Picture Privateer: The Babadook, The Corpse Bride, 2001: A Space Odyssey


Contributing Writer
Jared Hill

The Jamestown Gazette is pleased to bring our readers insightful and informative reviews of some of the nation’s most popular, current films. Jared Hill’s past commentary and reviews will be archived at Jamestown Gazette’s website, www.jamestowngazette.com.

The Babadook


Director: Jennifer Kent
Starring: Essie Davis, Noah Wiseman

The Babadook, has brought the manifestation of the Boogie Man to its truest, darkest and most original form.
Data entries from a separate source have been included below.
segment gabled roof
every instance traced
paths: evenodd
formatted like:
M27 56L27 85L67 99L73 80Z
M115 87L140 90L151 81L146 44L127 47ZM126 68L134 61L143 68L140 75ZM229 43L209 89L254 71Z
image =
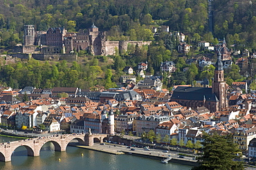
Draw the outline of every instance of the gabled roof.
M177 87L171 99L219 102L217 96L212 93L212 88L203 87Z

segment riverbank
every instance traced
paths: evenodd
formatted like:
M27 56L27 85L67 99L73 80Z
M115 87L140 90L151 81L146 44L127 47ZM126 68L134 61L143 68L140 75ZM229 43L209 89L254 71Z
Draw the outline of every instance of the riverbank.
M3 135L3 134L1 134L0 133L0 136L3 136L3 137L8 137L8 138L18 138L18 139L28 139L28 138L26 138L26 137L20 137L20 136L13 136L13 135Z
M113 144L104 144L100 145L95 144L95 145L91 147L82 146L77 144L76 143L71 143L70 146L93 150L100 152L104 152L107 153L114 154L114 155L122 155L122 154L129 154L135 156L140 156L143 158L147 158L149 159L163 160L167 158L171 157L172 159L169 160L170 162L186 164L190 166L196 167L199 165L197 160L193 160L191 158L178 158L179 156L173 153L162 153L162 151L158 150L150 150L150 151L145 151L144 149L136 149L134 151L128 150L126 147L120 145L113 145ZM159 161L159 162L161 162Z
M114 155L125 154L125 153L121 151L116 151L115 149L113 149L113 147L109 147L109 148L107 147L107 148L103 149L102 147L101 148L97 147L95 145L89 147L89 146L84 146L84 145L79 145L79 144L77 144L76 143L72 143L72 142L69 143L68 146L72 146L72 147L82 148L82 149L86 149L93 150L95 151L104 152L104 153L114 154Z

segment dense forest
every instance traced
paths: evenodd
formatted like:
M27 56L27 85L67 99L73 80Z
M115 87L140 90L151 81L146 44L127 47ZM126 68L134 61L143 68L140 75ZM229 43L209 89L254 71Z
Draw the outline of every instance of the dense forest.
M108 88L116 86L113 82L118 82L125 66L136 68L138 63L145 61L149 64L147 72L153 75L159 73L162 62L174 61L177 71L169 78L163 73L165 87L191 84L194 79L204 77L210 81L213 66L199 70L195 64L186 64L185 59L208 53L196 48L198 41L217 44L223 37L233 50L246 48L254 52L255 3L255 1L212 1L214 29L210 32L206 0L131 0L129 3L124 0L0 0L0 50L3 54L10 53L17 44L22 43L24 24L35 25L37 30L64 26L68 31L78 32L86 30L94 22L100 30L107 31L109 40L154 40L148 46L130 46L125 53L116 56L93 57L81 50L79 56L86 55L84 62L44 63L31 59L2 66L0 81L14 88L88 88L98 84ZM179 55L177 39L166 32L153 36L152 27L163 25L169 26L170 32L183 32L186 43L194 48L184 57ZM188 70L182 72L185 67ZM245 79L235 64L225 74L228 84Z

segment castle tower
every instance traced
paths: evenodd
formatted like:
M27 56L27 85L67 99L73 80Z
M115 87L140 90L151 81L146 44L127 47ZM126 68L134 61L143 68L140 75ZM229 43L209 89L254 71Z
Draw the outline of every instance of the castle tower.
M109 114L109 134L115 134L115 115L111 108Z
M24 46L34 45L35 44L34 25L24 26L24 35L23 35L23 43Z
M100 44L98 44L99 42L97 42L97 38L99 35L99 28L94 25L91 26L89 29L89 47L90 51L92 55L95 55L95 50L97 48Z
M215 64L214 79L212 83L212 93L214 93L219 100L219 111L228 106L226 97L226 82L224 81L224 71L221 60L221 53L219 53L218 59Z
M107 119L107 112L105 109L103 109L103 111L101 112L101 119L102 121Z

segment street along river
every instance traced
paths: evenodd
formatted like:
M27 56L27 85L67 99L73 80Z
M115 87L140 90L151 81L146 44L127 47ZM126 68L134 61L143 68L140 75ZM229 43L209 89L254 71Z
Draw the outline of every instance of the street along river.
M0 136L0 142L19 139ZM66 152L54 151L52 143L44 145L40 156L27 156L24 147L19 147L12 153L12 161L0 162L0 169L190 169L192 167L174 163L161 164L159 160L131 155L113 155L99 151L68 147Z

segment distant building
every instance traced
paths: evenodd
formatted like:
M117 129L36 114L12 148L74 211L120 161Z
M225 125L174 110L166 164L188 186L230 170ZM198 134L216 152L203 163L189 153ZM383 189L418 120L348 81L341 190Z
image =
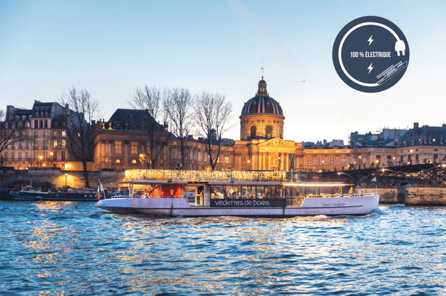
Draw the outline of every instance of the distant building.
M69 110L56 102L36 101L31 109L6 107L5 129L15 129L23 140L3 152L6 166L66 169L71 160L67 149Z

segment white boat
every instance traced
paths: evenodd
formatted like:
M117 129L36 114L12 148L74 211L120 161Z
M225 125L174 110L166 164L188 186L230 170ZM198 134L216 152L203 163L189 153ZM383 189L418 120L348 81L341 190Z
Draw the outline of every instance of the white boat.
M207 179L197 177L199 171L194 171L196 175L191 171L176 174L169 172L172 171L158 171L160 174L134 171L126 172L125 183L130 186L130 192L135 191L134 187L150 186L148 197L131 194L128 198L100 200L95 206L119 214L295 217L367 215L378 208L379 202L376 193L348 193L353 184L286 181L285 173L280 172L240 172L243 178L236 177L239 172L231 172L219 180L209 176ZM176 179L163 179L174 176Z

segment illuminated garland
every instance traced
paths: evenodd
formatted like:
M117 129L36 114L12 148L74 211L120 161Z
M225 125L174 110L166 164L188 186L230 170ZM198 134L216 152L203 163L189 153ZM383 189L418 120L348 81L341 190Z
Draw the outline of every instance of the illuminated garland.
M125 180L167 180L186 181L250 182L285 180L285 172L187 171L169 170L128 170Z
What certainly makes it most scary is that he comes in the form of a children’s book. It is a pop-up book telling of “The Babadook.” He knocks three times; “Dook, dook, dook,” and with graphic detail and foreshadowing presents an unsettling violence bubbling underneath the surface between a widow and her young son. The monster cannot be defeated by magic or higher deities. The mother alone must confront him face-to-face; an evil entity deemed un-faceable.

Rating: 3/4


The Corpse Bride



Director: Tim Burton, Mike Johnson
Starring: Johnny Depp, Helena Bonham Carter, Emily Watson, Tracey Ulman

Halloween along with the autumn season brings a gothic beauty to the night known as “The day of the dead”. In that peculiar, supernatural beauty a romance looms in the air, exemplified in Tim Burton’s Corpse Bride. In his cold world made of cobblestones, crows and corpses; the land of the living is as grey as life itself, and the underworld is lush in color, with an atmosphere equivalent to the Kit-Kat Club of Cabaret. Victor, the pale groom, wanders into the woods to learn his sacred vows; he accidently becomes entangled between the two worlds. He weds a new bride. However, his heart belongs to another. Can a heart no longer beating still manage to become broken?

Rating: 3/4


2001: A Space Odyssey


Director: Stanley Kubrick
Starring: Keir Dullea, Gary Lockwood, William Sylvester, Douglas Raina

The existentialism and the foretold destiny of mankind alone qualify Kubrick’s Space Odyssey as a horror in its own right. Today we’re surrounded by as much technology and as many questions facing the astronauts aboard the Discovery One in 1968. Before all of the Siris and the Cortanas there was the HAL-9000, a computer who’s intellectual capabilities could not be measured nor understood by the minds who created it. A space voyage to Jupiter provides an awe-striking setting, as well as suspense unparalleled by any film. In 2015, the surrealism of the film has merged with reality perhaps more than we know, or could ever understand. The scariest films leave you with more questions than answers.